RFC: Description text in packages

Toshio Kuratomi a.badger at gmail.com
Mon Dec 15 16:41:14 UTC 2008


Nicolas Mailhot wrote:
> 
> Le Lun 15 décembre 2008 16:37, Richard Hughes a écrit :
> 
>> Next on my list are insane descriptions.
> 
> Specs files and most notably human-targeted text inside them are
> UTF-8. Please do not invent any broken application-side transcoding
> system. Writing correctly encoded text is the packager and translator
> responsability.
> 
+1

> If the fugly ASCII-zation some packagers use offends you,
> 1. write a best practices wiki page with recommended UTF-8 sequences
> 2. get it reviewed/approved by FPC and FESCO
> 3. open bugs for offending packages
> 4. get some broken-ASCII checks added to our package linting/review
> tools.
> 
Currently, I'm opposed to having a Guideline that mandates UTF-8 over
ASCII.  Description is an area almost completely left to the
maintainer's discretion (we've talked to the enlightenment maintainer
about taking out some of the marketing-speak but otherwise kept a pretty
much hands-off approach).

ASCii can be useful on the console whether the system is setup with a
utf-8 locale (which is our default, and therefore if we do mandate using
an encoding other than ASCii it's what we should use) or something more
limited (for instance, Asian countries still haven't settled on utf-8
everywhere.)

Note that this is an area where I'd change my stance if package
maintianers were to say that they want to have this sort of change.  I
just want to avoid alienating maintainers with conformance to this sort
of rule on descriptions without a higher return.

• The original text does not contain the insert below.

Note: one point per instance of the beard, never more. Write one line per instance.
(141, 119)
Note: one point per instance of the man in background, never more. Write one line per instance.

> This is how our guidelines process works, it's long and bureaucratic
> but it ensures everyone has its say and no gratuituous bikesheding is
> pushed on packagers.
> 
+1

>> Question 2: What's the maximum permitted length of a description?
> 
> What matters is not the description length but its quality and
> usefulness to users. Some domains use long descriptions, because the
> target audience expects them.
> 
+1

> Note that that because rpmlint insists on forcing 79 character
> line-wraps to help dumb terminal users, it's effectively impossible
> right now to get correct paragraph flow and breaks in descriptions
> (aye for optimizing the minority case at the expense of everyone
> else).
> 
If we were to mandate an encoding standard, we could make this work
similar to how various wikis and blogs take plain-text input and turn it
into formatted text.  Given my penchant for python, I like
ReStructuredText[1]_ for this but I'm sure we could get into a huge
flamewar over the right text-formatting language to use.